In sum, we think the dangers posed to police officers in situations where a suspect, who may be armed, is placed in the rear of a police car are substantially different and greater than those posed in the typical Terry stop. The increased threat to police safety informs the balance to be struck between the safety interests of the police and the privacy interests of individuals. See Camara v. Mun. Ct., 387 U.S. 523, 534-35 (1967); see also Terry, 392 U.S. at 9 (“Of course, the specific content and incidents of [Fourth Amendment rights] must be shaped by the context in which [they are] asserted. For ‘what the Constitution forbids is not all searches and seizures, but unreasonable searches and seizures.'” (quoting Elkins v. United States, 364 U.S. 206, 222 (1960))).

Permitting a limited frisk for weapons before placing a suspect in a police car, pursuant to an established policy, reflects an appropriate balancing of the interests at stake. Because the suspect is placed in the rear of the car — a location where, were he armed, he would expose the officers to peril — we think the most reasonable, and least intrusive, solution is to permit a pat-down for weapons. The possibility of danger to the officers can be eliminated simply by ensuring that the suspect does not have a weapon that can be used against them.

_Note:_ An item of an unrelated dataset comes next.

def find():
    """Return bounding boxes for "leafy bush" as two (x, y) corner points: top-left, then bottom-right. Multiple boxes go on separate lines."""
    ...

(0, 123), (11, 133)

The justification for the pat-down is not that the suspect is reasonably suspected of being armed; it is rather a matter of sound police administration: police officers should be certain before transporting members of the public, whom they do not know, that none of them is armed. The administrative nature of the search is evidenced by the existence of the Buffalo Police’s department-wide policy that requires the pat-down whenever a person is transported in a police car. The fact that the policy is administrative and universally applied to all who are transported eliminates any selective-use concern. See Brown, 443 U.S. at 51.

Courts have long upheld suspicionless searches conducted under an official policy as not violative of the Fourth Amendment. Although the reasonableness balance differs following an arrest, permitting greater intrusion, post-arrest administrative searches are justified, not by probable cause or suspicion, but by the same safety rationale applicable in this case. See Colorado v. Bertine, 479 U.S. 367, 373-74 & n.6 (1987).

Thus, the gun found on defendant was admissible.

Defendant passenger lacked standing to contest search of the vehicle he was in, and he failed to demonstrate that there was any nexus between the “allegedly” unlawful stop of the vehicle and the search. As to the driver, however, the court held that the initial stop was valid and the officer told them that they were free to go, and then he engaged them in additional noncoercive conversation, and the subsequent consent was valid. The driver contended that he had withdrawn consent, but the officer saw evidence of a hidden compartment in the vehicle which was probable cause. United States v. Zavala, 195 Fed. Appx. 746 (10th Cir. September 12, 2006)* (unpublished) (Comment: In this case, probably written by a law clerk, the court started with the wrong defendant and inverted the questions for review as it decided them, probably intentionally, and then left a questionable outcome on the passenger. If the court approached the driver first, the passenger’s outcome would have followed. Instead, the court strained to decided against the passenger, essentially putting a burden on the passenger to show the search was invalid when it was the government’s burden to show it was valid. This was just sloppy judicial work. Again, bad law hidden in an unpublished case.)